Uma outra voz é o romance de estreia de Gabriela Trindade Ruivo. A sua escrita ocupou durante quatro anos esta psicóloga que vive em Londres há mais de dez. Saga de uma família alentejana, venceu o Prémio Leya 2013

É uma sala de jantar ampla, onde cabem várias famílias que juntas são num sábado de uma Primavera de tempo enfarruscado, um retrato animado de uma família ainda maior, a dos Estremocenses. À velocidade possível, aterram nas mesas doses generosas de ensopado de borrego, de cabrito assado. Há uma atmosfera antecipada do domingo de Páscoa que se aproxima. A mesa da família de Gabriela Ruivo Trindade é das maiores e das mais animadas. Celebra-se o encontro de uma família que aqui se juntou para honrar a “menina” da terra, alentejana de “duas costelas” que ganhou um prémio literário importante e que vem vinda de Londres, onde vive há dez anos, “cheia de saudades do pão alentejano”, apresentar o livro à grande família de Estremoz.

O café Alentejano é o epicentro deste encontro que se deslocará para o teatro Bernardim Ribeiro, do outro lado deste Rossio de Estremoz, local onde decorrerá a apresentação do prémio Leya 2013. É o espaço tipicamente convivial que se pode encontrar na maior parte das cidades pequenas, não só do Alentejo, e aqui junta um café, um restaurante e um hotel na mesma casa solarenga. O café foi obra de um vulto da terra: o empresário João Francisco Carreço Simões que aqui, no andar de cima, viveu quase toda a vida e que com as empresas de moagem e de produção eléctrica, uma papelaria livraria e um outro café, o Águia de Ouro ali ao lado, transformou Estremoz no início do século XX numa vila mais desenvolvida. Um homem que conspirou com os subversivos republicanos, proclamou a triunfante República e se opôs a Salazar.
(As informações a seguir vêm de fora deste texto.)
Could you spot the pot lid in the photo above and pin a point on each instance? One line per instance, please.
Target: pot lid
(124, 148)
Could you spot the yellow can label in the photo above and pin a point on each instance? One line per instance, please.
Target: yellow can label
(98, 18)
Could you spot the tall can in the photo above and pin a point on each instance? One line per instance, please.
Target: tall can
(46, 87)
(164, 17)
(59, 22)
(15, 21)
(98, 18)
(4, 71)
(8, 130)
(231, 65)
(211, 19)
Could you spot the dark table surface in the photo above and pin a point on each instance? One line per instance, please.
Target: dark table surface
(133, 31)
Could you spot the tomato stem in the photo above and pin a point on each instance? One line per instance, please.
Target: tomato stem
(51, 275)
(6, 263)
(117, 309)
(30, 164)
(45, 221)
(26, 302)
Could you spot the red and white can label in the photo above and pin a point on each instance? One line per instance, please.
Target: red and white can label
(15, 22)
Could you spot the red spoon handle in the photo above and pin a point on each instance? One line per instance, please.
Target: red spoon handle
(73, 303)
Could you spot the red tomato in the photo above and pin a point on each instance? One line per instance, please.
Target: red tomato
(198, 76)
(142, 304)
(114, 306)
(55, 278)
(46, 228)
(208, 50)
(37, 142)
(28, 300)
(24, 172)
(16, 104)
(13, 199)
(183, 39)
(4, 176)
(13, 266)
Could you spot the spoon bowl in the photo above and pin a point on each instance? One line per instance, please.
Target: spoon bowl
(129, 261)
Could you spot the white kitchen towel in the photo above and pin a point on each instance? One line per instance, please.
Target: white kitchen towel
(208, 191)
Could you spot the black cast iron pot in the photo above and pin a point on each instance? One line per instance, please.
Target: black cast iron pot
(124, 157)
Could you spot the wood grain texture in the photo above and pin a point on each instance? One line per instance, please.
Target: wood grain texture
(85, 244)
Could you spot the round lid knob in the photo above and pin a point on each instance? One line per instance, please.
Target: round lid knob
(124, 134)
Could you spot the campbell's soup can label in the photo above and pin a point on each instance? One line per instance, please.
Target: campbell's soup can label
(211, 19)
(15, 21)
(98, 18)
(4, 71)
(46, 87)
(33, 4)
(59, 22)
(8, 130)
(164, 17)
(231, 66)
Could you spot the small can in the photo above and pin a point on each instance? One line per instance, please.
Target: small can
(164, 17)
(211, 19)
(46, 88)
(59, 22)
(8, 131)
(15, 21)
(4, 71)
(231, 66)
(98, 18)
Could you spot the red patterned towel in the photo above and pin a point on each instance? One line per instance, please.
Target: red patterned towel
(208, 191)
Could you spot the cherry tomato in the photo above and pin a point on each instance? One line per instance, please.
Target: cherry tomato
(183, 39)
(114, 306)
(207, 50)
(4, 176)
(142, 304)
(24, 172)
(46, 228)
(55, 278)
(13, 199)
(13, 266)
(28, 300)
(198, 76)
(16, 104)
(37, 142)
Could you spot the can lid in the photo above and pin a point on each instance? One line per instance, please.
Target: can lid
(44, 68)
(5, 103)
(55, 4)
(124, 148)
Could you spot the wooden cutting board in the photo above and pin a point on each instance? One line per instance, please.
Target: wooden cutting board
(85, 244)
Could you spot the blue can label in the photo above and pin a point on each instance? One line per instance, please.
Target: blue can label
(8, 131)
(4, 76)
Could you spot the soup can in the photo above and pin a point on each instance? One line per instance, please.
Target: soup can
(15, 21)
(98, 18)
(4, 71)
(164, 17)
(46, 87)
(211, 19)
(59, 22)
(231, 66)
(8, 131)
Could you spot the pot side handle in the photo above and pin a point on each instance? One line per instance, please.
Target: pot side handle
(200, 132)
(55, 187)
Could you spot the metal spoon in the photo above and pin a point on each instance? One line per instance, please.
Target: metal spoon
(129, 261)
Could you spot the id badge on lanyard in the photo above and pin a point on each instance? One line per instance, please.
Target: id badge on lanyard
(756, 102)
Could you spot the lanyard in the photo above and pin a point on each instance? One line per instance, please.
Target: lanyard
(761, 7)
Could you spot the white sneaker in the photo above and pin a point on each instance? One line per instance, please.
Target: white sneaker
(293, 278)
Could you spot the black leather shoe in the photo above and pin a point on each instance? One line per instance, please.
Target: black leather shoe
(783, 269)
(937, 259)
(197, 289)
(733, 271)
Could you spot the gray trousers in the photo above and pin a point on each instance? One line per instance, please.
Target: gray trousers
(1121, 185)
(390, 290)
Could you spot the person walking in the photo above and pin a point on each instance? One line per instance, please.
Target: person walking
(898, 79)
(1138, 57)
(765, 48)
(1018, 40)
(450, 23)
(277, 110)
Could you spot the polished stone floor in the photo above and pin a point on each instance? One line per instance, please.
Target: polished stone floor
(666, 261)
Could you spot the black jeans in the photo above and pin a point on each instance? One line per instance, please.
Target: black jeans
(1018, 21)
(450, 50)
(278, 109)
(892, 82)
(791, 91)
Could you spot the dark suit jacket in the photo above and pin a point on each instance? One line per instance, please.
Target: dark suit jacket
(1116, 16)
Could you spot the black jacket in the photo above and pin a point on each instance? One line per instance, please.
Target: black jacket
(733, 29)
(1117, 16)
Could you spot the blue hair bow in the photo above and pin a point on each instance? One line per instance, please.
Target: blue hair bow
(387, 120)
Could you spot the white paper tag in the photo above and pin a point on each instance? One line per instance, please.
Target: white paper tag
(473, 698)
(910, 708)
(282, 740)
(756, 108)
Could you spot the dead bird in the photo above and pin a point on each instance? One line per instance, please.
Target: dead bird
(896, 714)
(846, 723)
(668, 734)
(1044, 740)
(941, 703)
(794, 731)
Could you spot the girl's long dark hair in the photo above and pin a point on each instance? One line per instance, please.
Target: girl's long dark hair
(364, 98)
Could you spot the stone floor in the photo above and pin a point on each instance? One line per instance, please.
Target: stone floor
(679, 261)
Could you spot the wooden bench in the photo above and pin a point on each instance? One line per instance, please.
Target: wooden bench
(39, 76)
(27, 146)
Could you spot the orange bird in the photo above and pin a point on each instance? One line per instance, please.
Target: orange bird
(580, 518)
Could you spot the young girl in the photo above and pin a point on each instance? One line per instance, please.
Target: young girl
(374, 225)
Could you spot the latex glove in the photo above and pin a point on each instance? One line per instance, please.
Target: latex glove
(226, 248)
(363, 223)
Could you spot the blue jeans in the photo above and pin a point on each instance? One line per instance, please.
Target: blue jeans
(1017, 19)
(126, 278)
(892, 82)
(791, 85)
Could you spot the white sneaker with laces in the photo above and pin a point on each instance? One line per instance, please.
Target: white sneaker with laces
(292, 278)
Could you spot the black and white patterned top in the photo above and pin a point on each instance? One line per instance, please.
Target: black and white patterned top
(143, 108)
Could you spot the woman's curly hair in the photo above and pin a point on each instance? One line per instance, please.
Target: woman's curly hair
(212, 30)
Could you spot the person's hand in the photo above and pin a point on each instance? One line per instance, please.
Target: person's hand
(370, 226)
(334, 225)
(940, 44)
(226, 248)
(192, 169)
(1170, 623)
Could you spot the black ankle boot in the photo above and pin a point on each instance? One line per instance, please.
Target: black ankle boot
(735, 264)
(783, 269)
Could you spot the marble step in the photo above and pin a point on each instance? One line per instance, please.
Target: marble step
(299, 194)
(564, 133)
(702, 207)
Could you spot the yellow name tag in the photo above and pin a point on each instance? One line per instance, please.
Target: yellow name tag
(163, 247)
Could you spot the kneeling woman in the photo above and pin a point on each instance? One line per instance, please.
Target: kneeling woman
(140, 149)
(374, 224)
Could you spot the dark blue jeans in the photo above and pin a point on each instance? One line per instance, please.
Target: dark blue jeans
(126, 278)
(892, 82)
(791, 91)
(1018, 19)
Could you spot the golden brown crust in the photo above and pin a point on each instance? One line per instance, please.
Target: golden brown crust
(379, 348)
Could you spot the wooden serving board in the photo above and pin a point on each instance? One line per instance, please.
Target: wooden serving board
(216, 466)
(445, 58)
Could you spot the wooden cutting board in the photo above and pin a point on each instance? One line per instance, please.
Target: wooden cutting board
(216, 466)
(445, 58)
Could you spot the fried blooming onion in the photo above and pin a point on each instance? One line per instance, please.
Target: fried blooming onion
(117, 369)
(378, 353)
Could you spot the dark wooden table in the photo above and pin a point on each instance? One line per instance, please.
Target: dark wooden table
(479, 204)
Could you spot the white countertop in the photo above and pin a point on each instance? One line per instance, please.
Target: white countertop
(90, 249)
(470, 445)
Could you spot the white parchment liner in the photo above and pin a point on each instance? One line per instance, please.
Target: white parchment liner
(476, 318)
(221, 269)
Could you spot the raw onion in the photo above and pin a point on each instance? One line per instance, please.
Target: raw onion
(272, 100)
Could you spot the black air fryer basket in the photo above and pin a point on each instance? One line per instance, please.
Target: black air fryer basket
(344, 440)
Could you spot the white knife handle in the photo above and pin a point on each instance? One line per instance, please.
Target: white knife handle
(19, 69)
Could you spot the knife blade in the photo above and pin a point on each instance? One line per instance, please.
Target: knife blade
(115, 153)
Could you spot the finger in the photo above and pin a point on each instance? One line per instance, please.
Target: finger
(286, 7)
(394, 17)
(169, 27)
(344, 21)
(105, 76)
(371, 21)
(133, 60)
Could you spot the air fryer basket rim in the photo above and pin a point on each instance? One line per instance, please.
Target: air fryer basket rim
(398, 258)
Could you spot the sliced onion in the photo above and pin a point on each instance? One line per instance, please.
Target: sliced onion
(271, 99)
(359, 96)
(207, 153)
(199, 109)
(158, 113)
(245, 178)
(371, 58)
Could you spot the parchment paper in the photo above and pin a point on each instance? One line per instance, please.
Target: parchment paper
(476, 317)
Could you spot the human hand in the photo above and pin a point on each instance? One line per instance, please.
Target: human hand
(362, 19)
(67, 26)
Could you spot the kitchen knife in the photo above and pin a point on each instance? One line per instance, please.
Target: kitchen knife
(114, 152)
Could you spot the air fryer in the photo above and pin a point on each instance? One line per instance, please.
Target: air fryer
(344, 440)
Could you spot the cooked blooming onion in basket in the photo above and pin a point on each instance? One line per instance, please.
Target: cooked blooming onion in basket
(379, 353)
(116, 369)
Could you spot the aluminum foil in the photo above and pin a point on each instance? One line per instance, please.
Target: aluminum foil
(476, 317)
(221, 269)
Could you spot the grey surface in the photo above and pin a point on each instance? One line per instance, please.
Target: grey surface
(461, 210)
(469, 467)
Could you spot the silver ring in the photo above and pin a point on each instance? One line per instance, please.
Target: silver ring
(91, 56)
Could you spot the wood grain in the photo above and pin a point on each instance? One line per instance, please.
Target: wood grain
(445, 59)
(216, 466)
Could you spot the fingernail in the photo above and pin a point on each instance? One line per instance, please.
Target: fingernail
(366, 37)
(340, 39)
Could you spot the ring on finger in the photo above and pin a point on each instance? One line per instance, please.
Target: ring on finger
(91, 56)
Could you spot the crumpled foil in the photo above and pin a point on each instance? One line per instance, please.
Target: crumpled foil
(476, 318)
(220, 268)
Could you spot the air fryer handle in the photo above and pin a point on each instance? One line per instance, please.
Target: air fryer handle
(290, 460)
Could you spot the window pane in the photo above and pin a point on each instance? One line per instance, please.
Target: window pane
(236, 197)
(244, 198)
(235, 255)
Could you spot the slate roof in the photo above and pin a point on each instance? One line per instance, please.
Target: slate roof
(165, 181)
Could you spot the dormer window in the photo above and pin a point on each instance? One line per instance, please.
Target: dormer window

Gabriela, que já nasceu em Lisboa, lembra-se de escutar nas férias grandes, quando deixava Benfica e vinha visitar a avó, as histórias embrumadas desse parente ilustre. Tempos em que brincava na rua em dias que se eternizavam, e em que a escadaria de mármore – obviamente construída com a nobre matéria-prima da região – já então dava acesso ao hotel que fora a casa do tio-avô. Uma outra voz ainda estava longe de se ouvir: “Um pouco como acontece com todas as crianças e adolescentes fui juntando na minha cabeça tudo aquilo que me contavam”.



Um rio com muitas vozes

A ideia do livro só tomou forma quando os primos e tios se juntaram no blogue dos Falcatos (apelido materno) que durante uns anos foi o local onde se cruzavam as histórias de uma família numerosa: “Naquele blogue tinha a sensação de estar à mesa com os parentes, um pouco como hoje aqui neste almoço. Foi aí que ouvi pela primeira vez falar das fotos do diário africano do tio João. Foi aí também que descobri que cada história, feita de memórias, trazia incorporados alguns silêncios. A ideia de uma ficção nasceu aí. Do tio existem as fotos da misteriosa viagem a Angola na década de vinte do século passado, o diário desapareceu. Confesso que neste caso até deu jeito.”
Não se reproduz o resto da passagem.